I’d given up on the X-men for a while-though this was less of a decision for feminist reasons and more because to keep up with the X-men you need to be reading 4 or 5 different series. Still, I hadn’t read any recent X-men at all until my mom got me X-Treme X-men #6 for no other reason than that she thought I would find the cover amusing.

I found it very amusing actually. I’m always ready to laugh at Spiderman lunch boxes, especially when they’re held by other, much cooler, Marvel heroes like Nightcrawler.

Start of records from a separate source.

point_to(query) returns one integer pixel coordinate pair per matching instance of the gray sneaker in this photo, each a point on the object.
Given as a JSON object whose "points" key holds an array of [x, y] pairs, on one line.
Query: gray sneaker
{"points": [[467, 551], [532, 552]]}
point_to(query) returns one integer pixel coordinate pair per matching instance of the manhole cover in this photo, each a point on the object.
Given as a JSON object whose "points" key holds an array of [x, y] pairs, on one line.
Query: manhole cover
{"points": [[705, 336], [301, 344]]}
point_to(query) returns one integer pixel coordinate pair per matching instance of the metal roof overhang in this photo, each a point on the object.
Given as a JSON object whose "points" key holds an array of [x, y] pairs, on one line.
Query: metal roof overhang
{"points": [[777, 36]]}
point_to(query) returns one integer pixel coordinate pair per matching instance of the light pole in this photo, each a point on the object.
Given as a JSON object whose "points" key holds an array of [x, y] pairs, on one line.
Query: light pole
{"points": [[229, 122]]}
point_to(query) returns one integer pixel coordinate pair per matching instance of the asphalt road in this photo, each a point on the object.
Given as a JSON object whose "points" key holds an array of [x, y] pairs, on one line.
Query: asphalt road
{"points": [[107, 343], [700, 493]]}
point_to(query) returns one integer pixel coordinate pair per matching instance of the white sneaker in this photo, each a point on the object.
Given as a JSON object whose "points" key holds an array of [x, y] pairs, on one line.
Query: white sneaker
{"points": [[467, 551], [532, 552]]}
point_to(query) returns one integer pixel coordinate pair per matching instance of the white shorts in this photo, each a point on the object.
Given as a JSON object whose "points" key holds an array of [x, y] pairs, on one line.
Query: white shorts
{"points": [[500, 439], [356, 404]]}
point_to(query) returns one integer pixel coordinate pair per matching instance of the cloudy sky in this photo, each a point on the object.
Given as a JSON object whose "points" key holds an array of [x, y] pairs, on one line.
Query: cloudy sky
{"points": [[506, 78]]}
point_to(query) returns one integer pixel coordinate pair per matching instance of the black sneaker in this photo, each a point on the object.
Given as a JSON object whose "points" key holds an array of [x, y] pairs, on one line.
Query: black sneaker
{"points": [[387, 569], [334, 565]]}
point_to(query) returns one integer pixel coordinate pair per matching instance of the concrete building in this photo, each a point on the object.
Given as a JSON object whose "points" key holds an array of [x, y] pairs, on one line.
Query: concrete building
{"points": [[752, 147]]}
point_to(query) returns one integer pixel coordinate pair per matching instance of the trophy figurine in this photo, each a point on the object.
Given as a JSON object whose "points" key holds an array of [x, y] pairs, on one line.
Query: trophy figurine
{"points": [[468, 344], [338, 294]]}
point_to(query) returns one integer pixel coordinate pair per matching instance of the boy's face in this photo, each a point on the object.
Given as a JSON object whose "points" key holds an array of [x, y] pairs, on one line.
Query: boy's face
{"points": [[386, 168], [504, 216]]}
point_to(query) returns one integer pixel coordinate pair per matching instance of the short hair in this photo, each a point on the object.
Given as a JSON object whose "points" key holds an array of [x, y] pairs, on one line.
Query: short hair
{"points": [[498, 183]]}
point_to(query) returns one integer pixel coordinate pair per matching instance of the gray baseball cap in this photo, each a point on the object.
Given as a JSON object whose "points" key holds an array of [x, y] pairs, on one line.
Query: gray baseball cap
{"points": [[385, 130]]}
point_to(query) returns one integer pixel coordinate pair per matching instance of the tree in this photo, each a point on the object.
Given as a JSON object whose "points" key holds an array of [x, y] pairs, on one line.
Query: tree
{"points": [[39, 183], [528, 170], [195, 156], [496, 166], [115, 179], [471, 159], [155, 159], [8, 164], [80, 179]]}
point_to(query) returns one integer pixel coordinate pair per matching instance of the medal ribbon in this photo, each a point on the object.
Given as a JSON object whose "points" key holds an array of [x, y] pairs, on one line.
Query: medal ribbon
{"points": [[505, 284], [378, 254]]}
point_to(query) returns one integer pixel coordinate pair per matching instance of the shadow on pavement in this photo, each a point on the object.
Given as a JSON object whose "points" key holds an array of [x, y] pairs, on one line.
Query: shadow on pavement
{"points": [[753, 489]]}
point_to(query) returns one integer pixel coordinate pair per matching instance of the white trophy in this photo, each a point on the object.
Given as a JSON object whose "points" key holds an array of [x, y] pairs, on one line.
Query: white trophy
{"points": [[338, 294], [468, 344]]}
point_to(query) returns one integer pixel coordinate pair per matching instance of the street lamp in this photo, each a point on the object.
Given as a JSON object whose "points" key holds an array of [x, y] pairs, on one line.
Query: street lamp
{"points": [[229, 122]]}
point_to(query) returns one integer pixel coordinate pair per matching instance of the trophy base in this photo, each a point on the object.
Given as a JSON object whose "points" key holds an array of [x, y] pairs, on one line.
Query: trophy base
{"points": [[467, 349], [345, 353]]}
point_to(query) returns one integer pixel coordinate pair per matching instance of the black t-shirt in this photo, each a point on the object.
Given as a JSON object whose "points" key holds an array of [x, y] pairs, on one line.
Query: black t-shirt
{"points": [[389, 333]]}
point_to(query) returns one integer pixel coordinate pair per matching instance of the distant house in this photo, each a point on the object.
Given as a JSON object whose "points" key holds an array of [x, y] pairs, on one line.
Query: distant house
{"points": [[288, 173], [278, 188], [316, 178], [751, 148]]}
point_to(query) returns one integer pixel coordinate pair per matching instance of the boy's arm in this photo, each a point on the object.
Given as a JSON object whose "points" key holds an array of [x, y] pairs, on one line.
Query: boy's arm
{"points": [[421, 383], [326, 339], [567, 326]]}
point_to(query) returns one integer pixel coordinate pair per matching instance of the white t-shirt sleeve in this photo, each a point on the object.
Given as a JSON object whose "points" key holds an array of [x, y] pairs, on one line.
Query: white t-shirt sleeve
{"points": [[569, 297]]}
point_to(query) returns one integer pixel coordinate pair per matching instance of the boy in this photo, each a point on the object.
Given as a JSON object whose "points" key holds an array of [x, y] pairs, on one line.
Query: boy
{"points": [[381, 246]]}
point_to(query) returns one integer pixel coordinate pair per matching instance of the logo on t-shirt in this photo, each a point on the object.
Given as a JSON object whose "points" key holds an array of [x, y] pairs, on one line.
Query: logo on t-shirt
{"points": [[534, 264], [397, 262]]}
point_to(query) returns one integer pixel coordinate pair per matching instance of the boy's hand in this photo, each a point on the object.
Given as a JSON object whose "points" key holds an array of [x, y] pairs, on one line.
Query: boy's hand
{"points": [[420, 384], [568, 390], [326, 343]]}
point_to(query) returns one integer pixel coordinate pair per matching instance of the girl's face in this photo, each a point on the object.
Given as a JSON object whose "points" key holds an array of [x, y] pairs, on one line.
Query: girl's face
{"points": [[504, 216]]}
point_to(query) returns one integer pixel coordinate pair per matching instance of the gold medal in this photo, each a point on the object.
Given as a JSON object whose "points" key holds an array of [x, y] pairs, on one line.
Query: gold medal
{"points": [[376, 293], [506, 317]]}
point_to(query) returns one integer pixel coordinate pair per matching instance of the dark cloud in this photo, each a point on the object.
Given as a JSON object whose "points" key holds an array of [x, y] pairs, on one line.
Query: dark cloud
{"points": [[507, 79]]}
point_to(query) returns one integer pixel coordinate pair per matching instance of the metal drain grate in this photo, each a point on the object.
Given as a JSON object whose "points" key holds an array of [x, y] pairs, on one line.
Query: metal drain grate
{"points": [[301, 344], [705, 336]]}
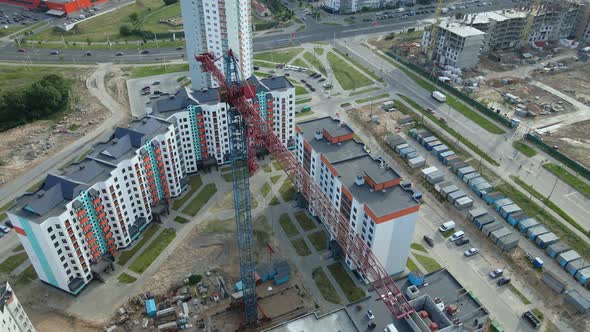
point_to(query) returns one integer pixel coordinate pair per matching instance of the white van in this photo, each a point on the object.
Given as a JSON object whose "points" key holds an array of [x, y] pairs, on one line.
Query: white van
{"points": [[457, 235], [446, 226]]}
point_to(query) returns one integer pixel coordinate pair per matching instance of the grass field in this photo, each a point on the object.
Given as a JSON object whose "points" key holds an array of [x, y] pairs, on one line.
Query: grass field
{"points": [[287, 225], [300, 247], [126, 279], [126, 255], [325, 286], [194, 183], [200, 200], [348, 77], [312, 60], [12, 262], [573, 180], [304, 221], [147, 257], [319, 240], [281, 56], [428, 263], [524, 148], [350, 289], [135, 72], [373, 98]]}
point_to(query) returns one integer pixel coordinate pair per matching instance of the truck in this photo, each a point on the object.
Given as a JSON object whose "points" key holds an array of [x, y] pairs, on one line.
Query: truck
{"points": [[439, 96]]}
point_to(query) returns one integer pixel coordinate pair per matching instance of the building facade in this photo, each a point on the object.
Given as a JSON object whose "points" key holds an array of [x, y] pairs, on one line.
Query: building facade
{"points": [[13, 317], [365, 190], [456, 44], [217, 26], [80, 218]]}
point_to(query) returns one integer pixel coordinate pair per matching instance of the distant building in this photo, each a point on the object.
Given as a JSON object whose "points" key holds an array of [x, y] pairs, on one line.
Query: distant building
{"points": [[217, 26], [455, 44], [364, 188], [13, 317]]}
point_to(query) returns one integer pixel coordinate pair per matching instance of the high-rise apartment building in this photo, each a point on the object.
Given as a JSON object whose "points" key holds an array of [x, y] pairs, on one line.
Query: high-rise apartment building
{"points": [[365, 190], [101, 204], [217, 26], [13, 317]]}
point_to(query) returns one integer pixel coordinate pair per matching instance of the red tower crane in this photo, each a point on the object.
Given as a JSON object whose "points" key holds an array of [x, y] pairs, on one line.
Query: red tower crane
{"points": [[259, 133]]}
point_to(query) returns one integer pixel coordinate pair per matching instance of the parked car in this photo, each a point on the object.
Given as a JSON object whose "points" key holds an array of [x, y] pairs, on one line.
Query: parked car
{"points": [[461, 242], [428, 240], [496, 273], [503, 281], [471, 252]]}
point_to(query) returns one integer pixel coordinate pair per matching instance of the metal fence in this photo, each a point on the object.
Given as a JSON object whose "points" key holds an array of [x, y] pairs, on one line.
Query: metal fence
{"points": [[459, 94], [574, 165]]}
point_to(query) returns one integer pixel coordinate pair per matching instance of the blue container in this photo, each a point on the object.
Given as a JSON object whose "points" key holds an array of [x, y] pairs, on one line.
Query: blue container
{"points": [[150, 307]]}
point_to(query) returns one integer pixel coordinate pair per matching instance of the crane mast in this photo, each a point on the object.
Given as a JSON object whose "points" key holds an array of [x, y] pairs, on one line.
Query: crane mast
{"points": [[254, 131]]}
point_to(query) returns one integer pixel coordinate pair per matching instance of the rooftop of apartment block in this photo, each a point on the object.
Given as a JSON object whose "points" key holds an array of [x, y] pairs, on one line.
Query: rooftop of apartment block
{"points": [[350, 159], [439, 286]]}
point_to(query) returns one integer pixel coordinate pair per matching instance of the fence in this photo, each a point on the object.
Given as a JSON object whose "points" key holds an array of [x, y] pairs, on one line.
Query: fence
{"points": [[459, 94], [574, 165]]}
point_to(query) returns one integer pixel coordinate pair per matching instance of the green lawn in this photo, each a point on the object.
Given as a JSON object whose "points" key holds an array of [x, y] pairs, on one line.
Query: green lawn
{"points": [[325, 286], [281, 56], [524, 148], [275, 201], [304, 220], [548, 203], [319, 240], [418, 246], [126, 255], [428, 263], [302, 101], [147, 257], [126, 278], [135, 72], [287, 225], [518, 294], [287, 191], [194, 183], [572, 179], [275, 178], [266, 188], [449, 130], [360, 92], [348, 77], [411, 266], [300, 247], [152, 22], [315, 62], [361, 67], [181, 220], [373, 98], [195, 205], [350, 289], [12, 262], [300, 90]]}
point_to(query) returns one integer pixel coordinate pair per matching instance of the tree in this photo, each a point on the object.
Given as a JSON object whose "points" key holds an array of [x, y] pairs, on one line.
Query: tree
{"points": [[126, 30]]}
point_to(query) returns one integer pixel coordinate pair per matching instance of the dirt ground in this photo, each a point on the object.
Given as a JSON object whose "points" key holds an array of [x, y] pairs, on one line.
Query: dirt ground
{"points": [[27, 146], [574, 81], [573, 141]]}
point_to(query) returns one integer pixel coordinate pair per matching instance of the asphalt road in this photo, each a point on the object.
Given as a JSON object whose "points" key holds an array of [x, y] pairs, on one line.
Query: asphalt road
{"points": [[314, 32]]}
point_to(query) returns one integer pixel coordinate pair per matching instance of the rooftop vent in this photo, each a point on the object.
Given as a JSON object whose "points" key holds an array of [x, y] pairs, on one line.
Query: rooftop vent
{"points": [[318, 135], [359, 180]]}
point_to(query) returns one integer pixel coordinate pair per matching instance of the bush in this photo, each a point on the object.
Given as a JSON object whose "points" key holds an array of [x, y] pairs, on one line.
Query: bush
{"points": [[194, 279]]}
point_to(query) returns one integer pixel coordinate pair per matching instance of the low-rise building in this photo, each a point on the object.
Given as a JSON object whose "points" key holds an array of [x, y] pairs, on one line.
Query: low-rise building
{"points": [[365, 190], [13, 317]]}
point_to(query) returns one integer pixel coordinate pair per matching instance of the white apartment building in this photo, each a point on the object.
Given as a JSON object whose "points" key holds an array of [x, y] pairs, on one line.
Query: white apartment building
{"points": [[365, 190], [100, 204], [217, 26], [13, 317], [456, 44]]}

I was expecting to read this and be more than a little confused. It’s in the middle of a series run, it’s an alternate universe I know nothing about, and I’m reading only 15 pages out of a more complex story.

From what I gathered from the plot, Wolverine and Dazzler are traveling across different universes to stop versions of Charles Xavier  from destroying worlds. The comic was nothing special until I came to a conversation between Wolverine and Dazzler that did more for feminism than I’ve seen in almost any comic. In this alternate universe, Wolverine is queer.

Take a look at the conversation:

As I mentioned in my post regarding the Doctrine of Labyrinths series, it is a big step for feminism when writers craft queer characters because it works against the notion that gay is feminine and feminine is what you don’t want to be. The author of the comic, Greg Pak, however does more for feminism than if he had just created a character who is gay.

This is Wolverine. He is a recognizable symbol of masculinity and his feelings for Hercules  are treated with respect. Look at the panel focused on Wolverine’s face when he talks about “any man…loving another” and see how his feelings for another man are not sensationalized or played for laughs, but are genuine and treated as such. Queering Wolverine is such a bold move not only in the fact that it makes readers rethink sexuality, but that Wolverine is an established character; it is not possible for this Wolverine’s personality to be stripped down to the word gay.

Hercules is bisexual in the canon Marvel universe, adding another layer of feminism to promote the fact that sexuality is not a gay-straight binary.  Masculinity is not the clearly marked ideal people wish to believe in.

It is such a relief to know there are authors out there who are willing to make their readers understand that being queer is not about being masculine or feminine and it’s not a person’s only attribute either. I don’t think I’ll continue to read X-Treme X-Men, but I am glad I got a hold of the issue that I’m sharing with you.